Neither man mentioned that Mr. Paterno did not alert police after a graduate assistant, according to the indictment, witnessed Mr. Sandusky engaged in a sex act with a 10-year-old boy in a university shower in 2002. Neither mentioned the mob of students embracing Mr. Paterno’s modest home Tuesday night as he led them in cheers of “We are Penn State” and told the board of trustees that it had more important matters than his job security. Students retreated to the same cheer during the riot, between choruses of “[Forget] the media” and “We want JoePa.”
Four minutes into the 26-minute news conference Thursday, one local reporter asked Mr. Bradley who would start at quarterback Saturday against Nebraska.
“You’ve got to be kidding,” a reporter from a national outlet replied loudly.

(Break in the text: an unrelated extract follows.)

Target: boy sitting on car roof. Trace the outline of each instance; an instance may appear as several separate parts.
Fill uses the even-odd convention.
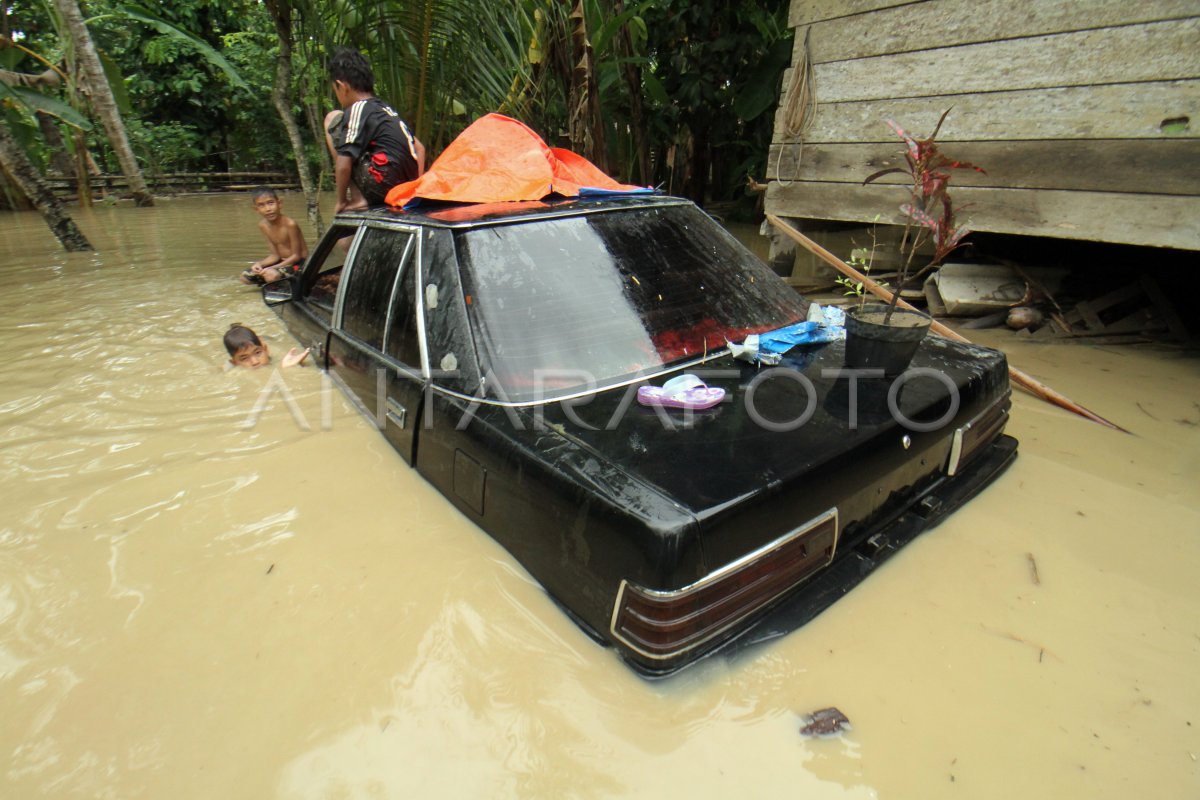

Queried about Mr. Sandusky a half-dozen times, Mr. Bradley glanced at what appeared to be a cue card in his right hand before saying he wasn’t allowed to speak about the case. Mr. Bradley testified before the grand jury and isn’t prevented from speaking about the case. University counsel told him not to comment, Mr. Bradley eventually acknowledged. The coach maintained that he wasn’t aware of the 2002 incident or a 1998 police investigation of Mr. Sandusky regarding alleged inappropriate behavior around children.
No more questions about the starting quarterback followed, as Mr. Bradley outlined plans to hold together a reeling program.
The Penn State graduate bought the Tavern, a few doors down, in 1980. The restaurant is as familiar to folks here as Mr. Paterno.